Using My Voice

I didn’t write anything last week because I’m neck-deep in writing two papers about refugees for my master’s degree. I took two classes this semester against my better judgment (along with working a full-time job) but when this semester ends next month, I’ll only have two classes left to finish (plus two degree papers and the required comprehensive exams). I can almost taste freedom. I began this journey in 2013 when I entered the TESOL graduate certificate program, but it was only last summer that I made the decision to go for the Master’s in Applied Second Language Acquisition. A masters has been on my bucket list for many years but I didn’t really think I’d ever actually do it. But here I am. Doing it. It’s pretty painful right now, but that will just make it sweeter in the end.

I had an amazing opportunity yesterday that I want to share. Earlier in the week a friend messaged me and asked if I’d be interested in speaking to her social work class. I’m quite an introvert, actually and speaking in front of a group is not usually comfortable for me, even though I do have some experience. When my friend mentioned the subject matter she wanted me to share, I immediately said yes. She wanted me to share with her students about my experiences with Muslims. I am passionate about this subject matter. Because I work at a University with people from all over the world, sometimes I forget that I was 50 years old before I met my first Muslim friend.
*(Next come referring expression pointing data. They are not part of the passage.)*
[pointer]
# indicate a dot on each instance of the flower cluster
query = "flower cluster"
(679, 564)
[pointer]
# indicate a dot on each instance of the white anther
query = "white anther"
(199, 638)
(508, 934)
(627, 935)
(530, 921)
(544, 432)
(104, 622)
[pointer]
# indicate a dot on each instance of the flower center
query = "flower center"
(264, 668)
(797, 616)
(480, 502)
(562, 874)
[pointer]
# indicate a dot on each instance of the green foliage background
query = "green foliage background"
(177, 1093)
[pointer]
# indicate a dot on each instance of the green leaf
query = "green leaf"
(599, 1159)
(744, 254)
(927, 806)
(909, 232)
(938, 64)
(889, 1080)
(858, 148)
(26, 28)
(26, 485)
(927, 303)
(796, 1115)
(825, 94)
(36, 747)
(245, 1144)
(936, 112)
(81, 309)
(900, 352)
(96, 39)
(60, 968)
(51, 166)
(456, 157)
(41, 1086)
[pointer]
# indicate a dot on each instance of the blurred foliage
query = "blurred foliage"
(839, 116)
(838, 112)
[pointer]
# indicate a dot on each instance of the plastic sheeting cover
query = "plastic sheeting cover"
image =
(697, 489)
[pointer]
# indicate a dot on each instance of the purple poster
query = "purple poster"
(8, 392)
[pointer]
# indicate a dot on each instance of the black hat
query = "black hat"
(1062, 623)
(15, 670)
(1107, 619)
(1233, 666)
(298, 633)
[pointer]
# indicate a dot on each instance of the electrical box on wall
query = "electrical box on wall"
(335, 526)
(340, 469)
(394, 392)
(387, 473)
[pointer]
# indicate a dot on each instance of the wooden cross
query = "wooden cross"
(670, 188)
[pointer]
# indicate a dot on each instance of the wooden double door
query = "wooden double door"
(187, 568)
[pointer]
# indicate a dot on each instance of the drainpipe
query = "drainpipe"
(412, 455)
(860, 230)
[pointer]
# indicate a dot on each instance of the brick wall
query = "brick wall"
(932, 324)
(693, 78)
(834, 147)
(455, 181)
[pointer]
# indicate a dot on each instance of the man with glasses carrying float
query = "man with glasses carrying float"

And sometimes I forget that some other people from the Midwest U.S.A. haven’t met or interacted with people who happen to be Muslim.

So I took the day off work and went to visit with a group of students about my friendships and experiences and how much my Muslim friends have taught me and reshaped my thinking about people who are different from me. I was actually amazed myself to see the change in my attitude over the past 4 or 5 years. I am so grateful and a much richer person because of the friendships I have with people who didn’t grow up the same way I did. I have met people from other religions beside Islam as well that I didn’t know about before and I have dear friends who hold to no religious beliefs at all. These people have all made me a better person and I’d dare say even a better Christian because of how their points of view and their very presence in this world and in my world has caused me to reexamine all that I believe and what I consider to be truth.

It breaks my heart when I see hateful articles about Muslims. I feel pain when people make sweeping statements about people they have never met. I try to keep my time on Facebook to a minimum because I grieve every time I see the hateful rhetoric. I know there are evil, hateful people in the world. But they exist in every society. There are hateful, evil people who label themselves Christian. And I’m sure there are people in the world who make sweeping statements about Christians because of it. I can’t control what my friends say or think or believe about Muslims. All I can do is use my voice to tell a different story. And I just hope there are people who are willing to listen.